# SigBERT *(P. Minchella et al., 2025)*

This notebook is an application companion to the paper:

**SigBERT: Combining Narrative Medical Reports and Rough Path Signature Theory for Survival Prediction in Oncology**

---

## Summary of the Method

The pipeline performs time-to-event prediction using longitudinal narrative data, following these steps:

1. **Sentence Embeddings**: Each medical report is transformed into a high-dimensional vector (typically using a language model such as OncoBERT (RoBERTa-based architecture).
2. **Dimensionality Reduction**: A linear compression (e.g., Johnson-Lindenstrauss mapping or PCA) reduces the embedding size for computational efficiency.
3. **Signature Extraction**: Path signature theory (up to order 2 or 3) is applied to capture the time dynamics of these compressed embeddings.
4. **Survival Modeling**: A LASSO-regularized Cox model is trained on these signature features to estimate risk scores and survival times.
5. **Evaluation**: C-index, time-dependent AUC, Brier Score, and Integrated Brier Score (IBS) are used for evaluation, with extensive validation over varying observation depths.

---

## Requirements for Using This Notebook with Your Data

Ensure your column names follow the naming convention described in the README.

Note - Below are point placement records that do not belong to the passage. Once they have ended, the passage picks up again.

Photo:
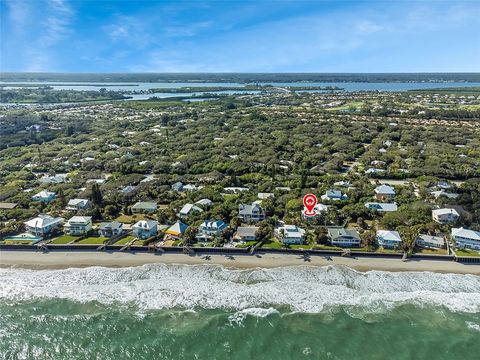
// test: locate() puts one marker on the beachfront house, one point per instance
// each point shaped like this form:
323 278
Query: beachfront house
209 229
55 179
429 241
44 196
78 225
177 229
204 202
290 234
144 207
384 192
245 233
78 204
145 229
43 225
339 236
109 229
389 239
319 209
382 207
445 216
466 238
334 195
188 209
251 213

**Note**: If your dataset only provides the event duration (in days) without an explicit `date_start`, you can create `date_start` by subtracting the duration from a fixed reference date such as `"1970-01-01"` or `"2000-01-01"`. Then compute `date_end` by adding the duration.

Once your data is properly preprocessed, you're ready to run the notebook.

In [1]:
import types
import sys
from numbers import Real, Integral

# Create a fake module to emulate 'sklearn.utils._param_validation'
# (used by skglm in newer versions of scikit-learn, >=1.3)
param_validation = types.ModuleType("sklearn.utils._param_validation")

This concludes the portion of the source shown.